How Giving Up Sugar Changed My Life

How Giving Up Sugar Changed My Life


I first gave up eating sugar the summer between sophomore and junior year in high school. It was 1976, and healthy eating was still reserved for hippies and weirdos. But I didn’t need to worry about school, gym class or track practice, so I took the summer off from sugar. I didn’t give up meat, poultry, or even McDonalds – just sugar.

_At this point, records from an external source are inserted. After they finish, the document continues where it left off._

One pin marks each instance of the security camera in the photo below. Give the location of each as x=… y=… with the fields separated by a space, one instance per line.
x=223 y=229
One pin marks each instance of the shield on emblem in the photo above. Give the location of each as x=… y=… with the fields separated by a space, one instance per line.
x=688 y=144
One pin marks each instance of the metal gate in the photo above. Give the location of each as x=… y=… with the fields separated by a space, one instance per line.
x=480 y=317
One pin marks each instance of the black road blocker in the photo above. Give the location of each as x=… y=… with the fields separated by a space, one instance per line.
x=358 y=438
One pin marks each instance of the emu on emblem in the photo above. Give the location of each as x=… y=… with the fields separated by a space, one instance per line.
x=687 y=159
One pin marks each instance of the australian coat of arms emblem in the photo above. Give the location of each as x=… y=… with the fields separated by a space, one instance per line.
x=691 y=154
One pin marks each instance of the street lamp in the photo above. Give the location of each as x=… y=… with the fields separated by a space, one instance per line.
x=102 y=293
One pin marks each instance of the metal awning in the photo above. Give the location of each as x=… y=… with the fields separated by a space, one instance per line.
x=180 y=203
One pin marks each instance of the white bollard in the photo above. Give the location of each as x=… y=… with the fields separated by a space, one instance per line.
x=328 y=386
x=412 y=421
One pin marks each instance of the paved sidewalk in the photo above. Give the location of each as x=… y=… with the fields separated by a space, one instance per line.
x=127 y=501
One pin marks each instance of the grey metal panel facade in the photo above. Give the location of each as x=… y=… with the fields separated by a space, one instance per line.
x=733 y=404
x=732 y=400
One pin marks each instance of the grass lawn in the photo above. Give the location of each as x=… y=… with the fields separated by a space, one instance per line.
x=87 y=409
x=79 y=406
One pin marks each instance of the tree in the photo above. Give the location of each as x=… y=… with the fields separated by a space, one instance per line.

My diet consisted of home-cooked meals, grilled cheese sandwiches, and McDonald’s burgers minus sugary soda. So I still ate bad stuff in the form of junk food burgers and fries, but for some reason I was only concerned about getting rid of sugar. I probably got the idea from some weird, underground health food book I bought at the mall.

I gave up the obvious sugary foods like cookies, cakes, candy, regular soda and sweet tea. The only real sugar I got may have been in Dannon yogurt. In these days, yogurt came in a large container, with fruit at the bottom and little or no added sugar (not sure which) and no artificial flavoring or coloring. As the years went by, there was less plain yogurt in the mix and more sweeteners.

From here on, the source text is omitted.